La llegada de Fendt a la Argentina reaviva el debate sobre la estrategia de las compañías respecto a dividir sus negocios o encararlos bajo el concepto de monomarca.
Con el arribo de Fendt al mercado argentino, el grupo AGCO replicará en el país el modelo de múltiples marcas que la multinacional propone para el segmento de tractores (y otros rubros) en distintas partes del mundo.
En rigor, la compañía ya competía en Argentina con una oferta multimarca en tractores, cosechadoras y pulverizadoras, con sus líneas diferenciadas de Massey Ferguson, Valtra, y Challenger.
Ahora le sumará la opción de Fendt en tractores y cosechadoras, m{as la variante de Rogator en pulverizadoras.
Multimarcas
En esa política de jugar con varias marcas, AGCO no está sola, ya que también CNH divide su propuesta en en Argentina con las cartas de Case IH y New Holland.
En otros lugares del mundo, CNH suma otras marcas específicas, como Steyr en tractores, Miller en pulverizadoras y Flexi-Coil en sembradoras, por ejemplo.
Mantener a Steyr en funcionamiento, en lugar de absorberla totalmente en Case IH o New Holland, preserva la opción de desarrollarla como una marca especializada o premium.
Incluso, en Europa corrió el rumor sobre la intención de convertir a Steyr en un rival de Fendt.
Monomarca
Frente a un abanico de varios colores corporativos, hay empresas, como John Deere, Claas y Kuhn, que prefieren apostar todas las fichas a una sola marca referencial.
Por supuesto, a lo largo de sus respectivas historias, esas compañías han adquirido a otras para sumar su tecnología.
Si bien John Deere ha mantenido determinadas marcas con su identidad (Pla es un ejemplo en Argentina), también impulsa procesos de absorción hasta que su identidad cubre la gama de máquinas de la firma comprada.
Algo similar hizo Claas, tras hacerse cargo de la fábrica de tractores de Renault en 2003. Transcurridos más de 20 años, ya nadie asocia los equipos con esa compañía francesa.
La marca Claas cubrió efectivamente todas las gamas de tractores producidas desde entonces, repitiendo la estrategia de monomarca.
Dilema
Un argumento para sostener un modelo de negocio basado en distintas marcas consiste en que así se pueden atacar diferentes mercados.

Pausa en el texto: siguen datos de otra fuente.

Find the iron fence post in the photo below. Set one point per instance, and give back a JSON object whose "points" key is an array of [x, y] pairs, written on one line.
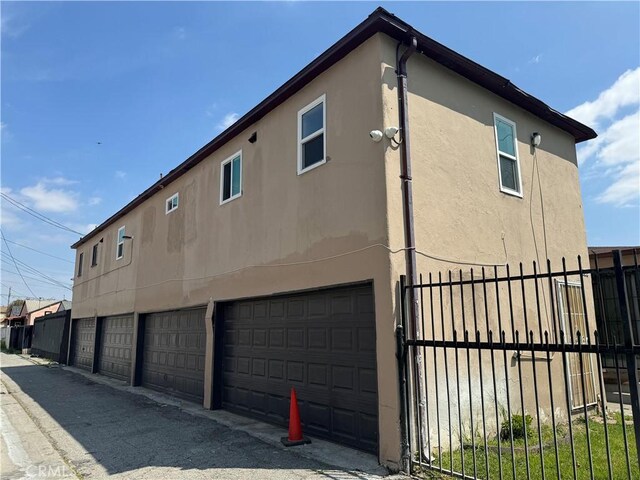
{"points": [[632, 362], [405, 454]]}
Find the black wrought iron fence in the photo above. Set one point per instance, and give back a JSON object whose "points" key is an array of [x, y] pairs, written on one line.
{"points": [[511, 364]]}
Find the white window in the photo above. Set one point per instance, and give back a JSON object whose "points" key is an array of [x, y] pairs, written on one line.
{"points": [[507, 150], [120, 244], [311, 137], [231, 178], [94, 255], [80, 262], [171, 204]]}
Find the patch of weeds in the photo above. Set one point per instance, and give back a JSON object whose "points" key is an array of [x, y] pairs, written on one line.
{"points": [[520, 426]]}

Incluso, es posible instalarse en nichos diferenciados, como ocurre con AGCO en Estados Unidos, con la línea de implementos Sunflower, la marca que vende exclusivamente en ese mercado.
Como elemento negativo para la variante plurimarca está la necesidad de atender varios canales comerciales, dispersando esfuerzos y recursos.
Puede correrse el riesgo, especialmente en épocas de menores ventas, de priorizar una marca en desmedro de otra y condenar a ésta a un proceso de declinación.
Incluso, en la última edición de Agritechnica, fue claro que el stand de AGCO tenía su mayor parte dedicada a Fendt, mientras que Valtra y Massey Ferguson ocuparon un notable segundo plano.
Fusión
Un ejemplo de unificación de marcas se registró en 2023, cuando la compañía francesa Burel resolvió unificar todas sus marcas bajo una nueva denominación.
Por esa vía, Sulky, la marca de fertilizadoras con presencia en Sudamérica, desapareció como tal y se transformó en Sky Agriculture.
En rigor, Burel, propietaria de las marcas marcas Sulky, Sky y Prolog, las fusionó a todas bajo la bandera Sky Agriculture.
En ese momento explicó que era una elección estratégica, porque cada marca trabajaba con sus propios departamentos de producción y marketing.
Un caso especial es Kubota, que si bien en tractores y otros rubros mantiene su marca emblema, con las adquisiciones de los últimos años ya tiene un portfolio multimarcas entre los implementos: Gianni Ferrari (espacios verdes), BC Technique (desmalezado mecánico), Great Plains (sembradoras), ROC (rastrillos) y Kverneland (implementos), entre otras.